Он нагнулся, поцеловал отца и почувствовал, как тот, сжав ему руку, прошептал:
— Милый мой мальчик.
Тони понял, что достиг цели.
В комнате для гостей (он выбрал ту комнату, которую никогда не занимала Эвелин) не было постельного белья, только серые полосатые одеяла.
Энтони не пошел за бельем, а застелил постель одеялами.
IX
Так узнал Энтони, как жестока и неумолима смерть.
Безысходное отчаянье отца, тем более тяжкое, что непримиримый разум не позволял ему утешаться надеждами на загробную жизнь, давило невыносимым гнетом, и Энтони все больше и больше растравлял себя мучительными мыслями и мрачными видениями.
Целые недели, во сне и наяву, его преследовали чудовищные картины катастрофы, которой никто не видел и которая осталась тайной. Что испугало лошадь?
В своих душевных терзаниях Тони иногда чувствовал себя невольным виновником происшедшего, — словно какой-то враждебной силе понадобилось принести в жертву его мать, чтобы разрушить его счастье, — но в следующую же минуту он сознавал нелепость такого предположения. Он проклинал четкость своей памяти, которая упорно и точно назло возвращала его к тому, что он хотел забыть.
Ему снова и снова мерещился гроб, неуклюже покачивающийся на плечах людей, облаченных во все черное, ежедневный труд которых состоял в том, чтобы пребывать в безмолвии и мрачности. Затем гроб водрузили на высокий катафалк; он перестал качаться и казался таким непостижимо мертвым!
Похоронный обряд — ненужная, унизительная и нестерпимая своей гласностью процедура. Он не мог освободиться от чувства ужаса и возмущения, оставшегося у него от долгого, медленного шествия в церковь, от безмолвного, мучительного ожидания начала церковной службы, от заунывных интонаций, которыми приходский священник и все присутствующие искажали полные величественного достоинства слова, и от этого ужасного покачивания гроба, когда его несли к могиле; ему вспоминалось бледное, искаженное лицо отца, когда земля с глухим стуком падала на крышку гроба, какие-то дальние родственники, которых он никогда раньше не видал, назойливое любопытство деревенских жителей и ужасная пустота, наступившая после этого дня.
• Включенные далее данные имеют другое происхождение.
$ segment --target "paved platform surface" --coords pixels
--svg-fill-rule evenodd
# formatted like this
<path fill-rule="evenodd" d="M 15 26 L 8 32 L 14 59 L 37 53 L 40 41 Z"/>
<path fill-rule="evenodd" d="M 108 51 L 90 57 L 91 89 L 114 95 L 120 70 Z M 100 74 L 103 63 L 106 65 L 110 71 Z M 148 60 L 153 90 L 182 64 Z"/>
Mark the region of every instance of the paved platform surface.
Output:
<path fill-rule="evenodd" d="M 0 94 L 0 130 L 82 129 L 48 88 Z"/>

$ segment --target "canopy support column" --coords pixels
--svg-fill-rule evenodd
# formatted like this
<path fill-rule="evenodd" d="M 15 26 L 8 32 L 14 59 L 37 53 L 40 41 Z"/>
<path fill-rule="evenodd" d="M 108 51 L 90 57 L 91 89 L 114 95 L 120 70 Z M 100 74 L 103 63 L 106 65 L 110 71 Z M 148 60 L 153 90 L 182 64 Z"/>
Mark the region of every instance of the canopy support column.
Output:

Все это было какой-то бессмысленно грубой жестокостью.
Всякий раз, когда Энтони приходил потом на кладбище, у него сжималось сердце при виде могильного холмика, постепенно оседающего от дождя и солнца, покрывшегося затем настилом из дерна, с валиками по краям, сначала заметными, а потом постепенно сровнявшимися и, наконец, безобразной белой плитой с еще более безобразной надписью. Тони смотрел на это имя и на эти две даты, жалкие вехи человеческой жизни, которой он был наполовину Обязан своим существованием. Ему казалось, что здесь можно сделать только два вывода: либо условия, на которых зиждется человеческое существование, жестоки и гнусны, либо человеческая способность чувствовать развилась раньше, чем он был предан проклятию. Все это было так унизительно, что Казалось почти позорным.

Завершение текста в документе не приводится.